First weeks at school are usually pretty easy, and it’s been about par for the course here as well. The first week they do a lot of reading the shop safety manual out loud to us and then showing us the various power tools we’ll be expected to operate. It’s not all review, though, becuase I’m realizing that when I’m in a shop I’m not usually thinking about the safety of other people. For instance, they want us to be particularly mindful of areas known as “kickback zones” behind certain tools… well first of all, I don’t get kickback because I know how to operate a saw, but it’s becoming clear to me that I need to be mindful of this zone when other people are using the saw… I could get hurt by someone else being a bozo. I also am thinking more about how my actions could affect someone else, and that’s a change. Normally it’s just me in the shop.

I’ve started to make friends with some of the other students. Jessie is a fellow 1st year, and she and her sweetie live 2 houses away from me. She’s been out of the Air Force for about a year where she was a vehicle mechanic and had been doing welding repair work on trains since then. It drove her nuts, so she came here to learn a more satisfying skill, but she’s dead green to the whole woodworking thing.

The IYRS teaching style is pretty much a “show them the basics and toss ‘em in…” this works fine for me and other folks with some woodworking background, but some of the students, like Jessie, are using their tools for the first time. I think they need some improvement in how they handle these kinds of students (there are a number of them) and get them up to speed.

So, first days…

Yesterday we spent the afternoon sharpening tools since many of the students were using their chisels and planes for the very first time. There wasn’t nearly enough time to do it well, and a lot of folks were frustrated by the process. I went in early today with Jessie to help her get a couple of her chisels in shape, and we’ll do that again for the next couple of days. Today we were given a number of joints to cut / chisel. Again, it was “here’s the joints, start on them and I’ll be coming around to check on your work.” A number of us just got right to work, and I had a friendly competition with a fellow across the bench from me about the tightness of our joints. We’ve both got a perfectionist streak and we want to make seamless, perfect examples of each joint. I did well, but it’s humbling really to do what you think will work and realize you missed keeping an edge perfectly square so that the joint is off by a half-pencil width. I know, not much, but when you get a perfect crisp joint, that looks like a chasm. Today we did a simple half-lap and half lap dovetail, a blind mortise and tenon (i.e., one where the tenon does not stick all the way through the mortise), and a bevel lap joint. Tomorrow we’ll do some dovetails, and a through mortise and tenon joint.

I think the primary purpose of this exercise is to get students just using their tools and to see who knows what they’re doing.

So, the next few days will involve a lot of subtle guiding for Jessie and some of the other newbies (I don’t want to step on the instructor’s toes). There’s no way they’ll get to the level of the more advanced students, but they can at least get to the level where they know what needs to be done to progress.

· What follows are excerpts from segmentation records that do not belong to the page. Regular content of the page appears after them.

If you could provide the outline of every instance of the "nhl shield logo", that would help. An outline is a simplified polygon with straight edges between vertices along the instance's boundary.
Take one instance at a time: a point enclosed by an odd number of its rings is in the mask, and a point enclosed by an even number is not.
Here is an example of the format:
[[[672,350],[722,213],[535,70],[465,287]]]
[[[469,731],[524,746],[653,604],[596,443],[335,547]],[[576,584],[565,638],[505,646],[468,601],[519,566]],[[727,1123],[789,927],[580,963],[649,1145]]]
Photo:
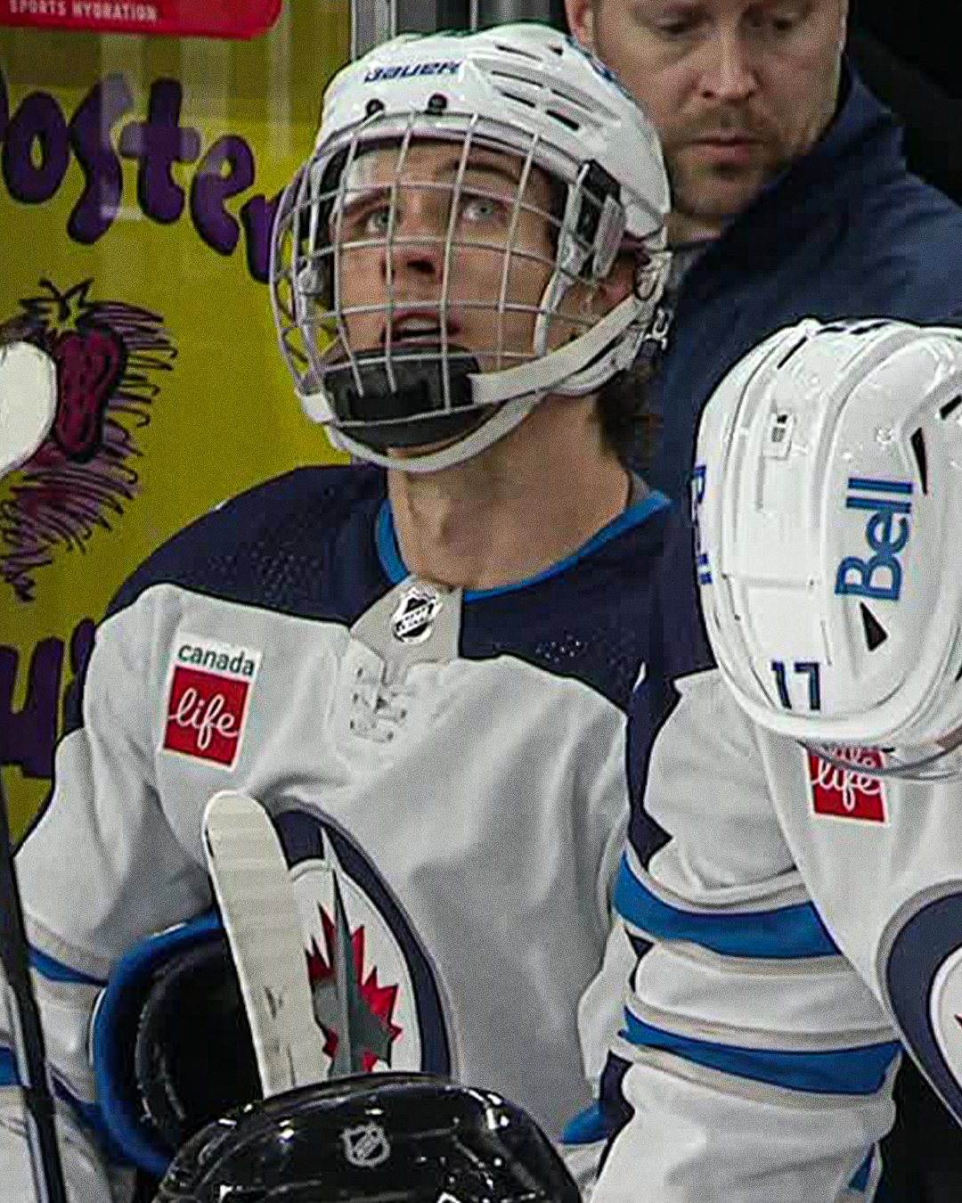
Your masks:
[[[434,620],[443,605],[440,593],[428,585],[412,585],[405,589],[391,616],[394,639],[402,644],[423,644],[430,639]]]
[[[358,1169],[374,1169],[391,1156],[391,1142],[380,1124],[358,1124],[340,1133],[344,1156]]]

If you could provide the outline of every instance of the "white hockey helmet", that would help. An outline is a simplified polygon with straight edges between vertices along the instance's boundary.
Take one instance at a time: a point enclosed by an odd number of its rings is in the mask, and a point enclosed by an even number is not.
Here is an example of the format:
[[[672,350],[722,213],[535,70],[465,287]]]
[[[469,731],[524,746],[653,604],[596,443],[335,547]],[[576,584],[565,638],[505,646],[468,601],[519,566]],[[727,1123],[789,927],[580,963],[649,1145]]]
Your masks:
[[[438,296],[424,313],[438,322],[437,342],[404,345],[392,339],[399,302],[391,250],[399,194],[437,189],[406,177],[402,165],[412,143],[453,142],[461,165],[451,185],[451,213],[443,247]],[[340,260],[345,201],[357,188],[355,165],[369,148],[397,147],[390,189],[391,215],[381,236],[387,279],[376,307],[386,338],[354,346],[351,313],[343,300]],[[479,358],[449,333],[453,214],[461,179],[475,149],[510,154],[521,165],[511,231],[504,253],[500,297],[459,304],[498,313],[497,345],[480,371]],[[532,167],[560,194],[559,213],[545,213],[554,250],[538,304],[533,345],[523,354],[501,340],[512,256],[532,259],[512,242]],[[354,170],[352,170],[354,168]],[[398,184],[400,183],[400,186]],[[596,59],[546,25],[504,25],[483,32],[405,35],[376,47],[331,83],[313,155],[287,189],[272,239],[271,292],[281,348],[308,416],[327,427],[335,446],[404,470],[434,470],[476,455],[518,425],[545,395],[594,392],[635,362],[649,337],[664,338],[659,301],[669,267],[665,218],[669,183],[658,136],[630,95]],[[424,239],[418,239],[423,242]],[[604,280],[625,243],[636,251],[634,292],[600,320],[583,320],[577,337],[548,348],[548,325],[569,288]],[[390,446],[453,440],[439,451],[388,457]]]
[[[869,776],[962,755],[962,330],[815,320],[725,377],[693,476],[701,603],[742,709]]]

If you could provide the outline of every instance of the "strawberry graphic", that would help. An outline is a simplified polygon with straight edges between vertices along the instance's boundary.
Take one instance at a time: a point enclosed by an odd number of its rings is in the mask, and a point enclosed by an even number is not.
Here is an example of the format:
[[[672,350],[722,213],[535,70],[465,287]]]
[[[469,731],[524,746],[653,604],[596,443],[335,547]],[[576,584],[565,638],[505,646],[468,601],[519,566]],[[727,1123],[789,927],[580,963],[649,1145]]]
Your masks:
[[[53,437],[69,460],[93,458],[103,435],[107,402],[124,374],[126,349],[106,326],[84,324],[53,340],[57,417]]]
[[[0,580],[20,602],[58,547],[85,551],[139,493],[136,432],[150,422],[161,373],[177,351],[162,319],[124,301],[95,301],[93,280],[36,296],[0,322],[0,343],[35,343],[57,365],[53,431],[0,497]]]

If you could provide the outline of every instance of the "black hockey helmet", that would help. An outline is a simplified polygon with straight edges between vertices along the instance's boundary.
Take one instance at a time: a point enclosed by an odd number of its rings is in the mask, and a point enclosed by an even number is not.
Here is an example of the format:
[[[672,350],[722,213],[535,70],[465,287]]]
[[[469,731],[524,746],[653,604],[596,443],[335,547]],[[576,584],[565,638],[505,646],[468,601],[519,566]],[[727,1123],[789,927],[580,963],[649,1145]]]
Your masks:
[[[421,1073],[302,1086],[202,1128],[155,1203],[578,1203],[551,1142],[489,1090]]]

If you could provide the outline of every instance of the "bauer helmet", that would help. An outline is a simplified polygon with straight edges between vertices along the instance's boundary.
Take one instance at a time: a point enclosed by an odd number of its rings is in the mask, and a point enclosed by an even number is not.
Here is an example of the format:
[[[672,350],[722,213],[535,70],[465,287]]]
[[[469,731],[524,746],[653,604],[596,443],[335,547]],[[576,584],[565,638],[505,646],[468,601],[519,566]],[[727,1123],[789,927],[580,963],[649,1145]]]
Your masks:
[[[418,148],[439,143],[452,148],[449,176],[418,174]],[[386,150],[379,174],[372,153]],[[471,178],[485,155],[510,156],[507,185]],[[533,191],[539,179],[550,201]],[[439,195],[446,220],[433,237],[410,236],[403,211]],[[500,226],[475,220],[465,238],[465,208],[474,220],[486,203],[501,207]],[[633,365],[646,339],[664,337],[667,209],[652,125],[557,30],[522,23],[379,46],[332,81],[314,153],[274,225],[272,304],[304,410],[339,449],[417,472],[476,455],[547,393],[594,392]],[[545,223],[539,250],[521,236],[533,217]],[[559,345],[552,324],[572,285],[596,290],[625,248],[629,295],[590,318],[569,297]],[[497,257],[493,286],[492,273],[483,289],[465,267],[471,251],[487,255],[488,267]],[[382,278],[376,296],[358,301],[356,265],[372,253]],[[405,254],[418,257],[416,295],[399,277]],[[534,291],[519,301],[523,280]],[[491,315],[488,342],[464,345],[461,327],[479,312]],[[524,337],[512,344],[506,331],[519,321]],[[387,455],[433,444],[444,446]]]
[[[962,330],[772,334],[702,414],[693,517],[752,718],[869,776],[962,772]]]

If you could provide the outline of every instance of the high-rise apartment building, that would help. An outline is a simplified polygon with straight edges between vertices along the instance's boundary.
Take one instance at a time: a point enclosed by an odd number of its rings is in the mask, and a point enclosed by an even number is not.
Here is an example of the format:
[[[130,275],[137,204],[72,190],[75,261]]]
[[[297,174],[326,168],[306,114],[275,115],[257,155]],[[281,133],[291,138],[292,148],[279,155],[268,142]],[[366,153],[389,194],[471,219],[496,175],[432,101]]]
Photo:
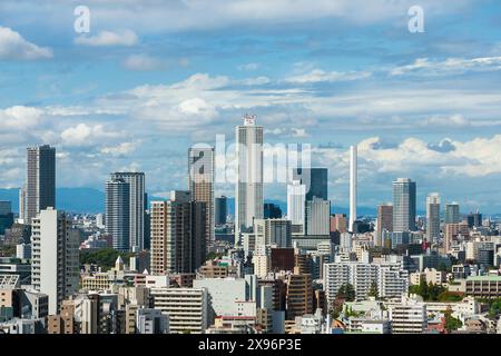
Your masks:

Jan just left today. She’s been here since Friday morning and it’s been really nice seeing her. We visited one of the Newport mansions, and since I’ve been in school she’s visited 4 others (The Breakers, Marble House, Chateau-sur-Mer, and Rosecliff). Holy cats… that’s a lot of mansions. The truly amazing thing is that these insanely large, lavishly decorated places were often only in use for about 6-9 weeks out of the year.

Those are the kinds of people who will be buying the boats I’m going to be building.